Looking at the newly formed South Sudan, formed through the machinations of tribal militias that were largely supported by the right-wing Christian fundamentalists in America – many of whom are beneficiaries of the weapons industry – has had the effect of fermenting a conflict that has thus far displaced millions of people. So all South Sudanese oil is going into buying bits of steel used to beat down and kill other South Sudanese – YES the exploitative and unfair exchange of mirrors for slaves that our fore-fathers engaged in with the Europeans in 1700’s and 1800’s is rife again, only that now the slave is oil and the mirrors is the guns.

Jihadists have too many deep-seated causes they are seemingly for and so cannot be put down easily or fast. That is why it is critical that governments start disarming the militias America created when it and its NATO allies literally threw (read air-dropped) tons of military hardware at the Arab Spring anti-government activists-turned jihadists. Most weapons and munitions destabilizing the Sahel today were air-dropped in Libya to help depose Muammar Ghadaffi. So it’s no wonder that Abu Walid al-Sahrawi of the Islamic State in the Greater Sahara group boasts more modern weaponry than the Malian and Chadian armies. Nigeria’s military has had to upgrade so fast that its debt portfolio is again at pre- Olusegun Obasanjo levels.

America, under Donald Trump, revealed plans in 2018 to reduce its forces in Africa by 10%. That may sound premature given what happened to Iraq after the US military drawdown, but that is actually the strategic plan – the forces will be replaced by private contractors otherwise known as mercenaries like Black Water and Triple Canopy. It is true that given the scale of the problem, American and NATO troops will be needed in the Sahel for years to solve a crisis that their politics created – training and supporting local forces with the end goal being the eradication of a cancer they have brought to African nations. Black Water messed Iraq and so it is difficult to see how they will do any differently here.

Any military support to African communities should go hand in hand with true global economic system reform, which means NATO and America must stop propping up their own failing, exploitative global economic model and the regimes in the region that make the exploitation possible and whose political corruption has sparked off unrest in the first place. Given the potential for African jihadism to spread attacks and fear abroad, the American and their European partners (in crime) have huge interests in keeping it going and thus obtain a more gullible population fit for purpose – the purpose being the Military Industrial Complex making more profits.
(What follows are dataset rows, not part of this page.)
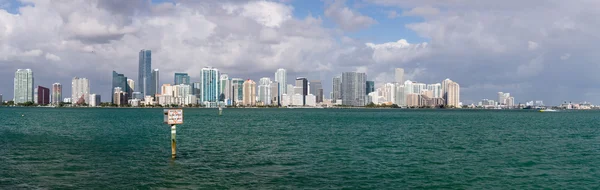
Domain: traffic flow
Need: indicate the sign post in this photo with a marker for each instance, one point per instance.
(173, 117)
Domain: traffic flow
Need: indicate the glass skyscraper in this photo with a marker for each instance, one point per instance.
(353, 88)
(144, 85)
(182, 78)
(119, 80)
(23, 86)
(209, 81)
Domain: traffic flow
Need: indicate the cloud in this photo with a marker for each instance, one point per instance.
(346, 18)
(422, 11)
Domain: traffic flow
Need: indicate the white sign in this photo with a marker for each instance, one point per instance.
(175, 116)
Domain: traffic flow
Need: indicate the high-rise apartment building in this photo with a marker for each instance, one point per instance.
(23, 86)
(281, 78)
(119, 80)
(337, 89)
(42, 95)
(264, 91)
(225, 89)
(144, 83)
(80, 90)
(316, 88)
(154, 84)
(370, 87)
(181, 78)
(399, 75)
(353, 88)
(56, 93)
(249, 93)
(302, 88)
(209, 80)
(237, 91)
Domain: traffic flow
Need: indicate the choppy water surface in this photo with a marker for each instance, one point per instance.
(299, 149)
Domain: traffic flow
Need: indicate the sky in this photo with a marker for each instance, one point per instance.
(535, 50)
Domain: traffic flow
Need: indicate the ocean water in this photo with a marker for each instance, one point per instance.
(47, 148)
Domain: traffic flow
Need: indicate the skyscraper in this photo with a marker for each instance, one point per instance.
(23, 86)
(399, 75)
(264, 91)
(43, 95)
(119, 80)
(80, 90)
(225, 89)
(370, 87)
(56, 93)
(155, 83)
(237, 91)
(209, 80)
(337, 89)
(130, 88)
(353, 88)
(144, 73)
(249, 93)
(302, 88)
(316, 88)
(181, 78)
(281, 78)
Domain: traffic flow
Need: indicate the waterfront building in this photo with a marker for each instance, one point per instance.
(209, 83)
(56, 93)
(80, 90)
(144, 82)
(249, 92)
(181, 78)
(353, 88)
(23, 86)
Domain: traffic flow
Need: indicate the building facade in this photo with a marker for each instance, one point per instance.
(209, 83)
(353, 88)
(80, 91)
(23, 86)
(144, 73)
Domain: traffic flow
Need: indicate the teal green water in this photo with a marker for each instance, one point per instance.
(299, 149)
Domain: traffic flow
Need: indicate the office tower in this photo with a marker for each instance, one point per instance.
(209, 83)
(119, 97)
(399, 75)
(289, 89)
(353, 88)
(225, 89)
(119, 80)
(154, 84)
(400, 95)
(56, 93)
(302, 86)
(23, 86)
(237, 91)
(264, 91)
(249, 93)
(131, 89)
(370, 87)
(452, 93)
(436, 89)
(95, 100)
(144, 84)
(316, 88)
(275, 95)
(181, 78)
(389, 92)
(281, 78)
(80, 91)
(42, 95)
(337, 89)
Like the cold war before it, the war against those who take up arms in pursuit of an imaginary Islamist Utopia will last for decades because America’s Military Industrial Complex needs it to justify the continuing military spend of the American taxpayer. And here they have an advantage because just like the struggle against Russian communism was about “winning hearts and minds”, this too is but that means it’s almost impossible to know when the victory is. So America’s Military Industrial Complex can now perpetuate a war forever – and thus earn profits forever.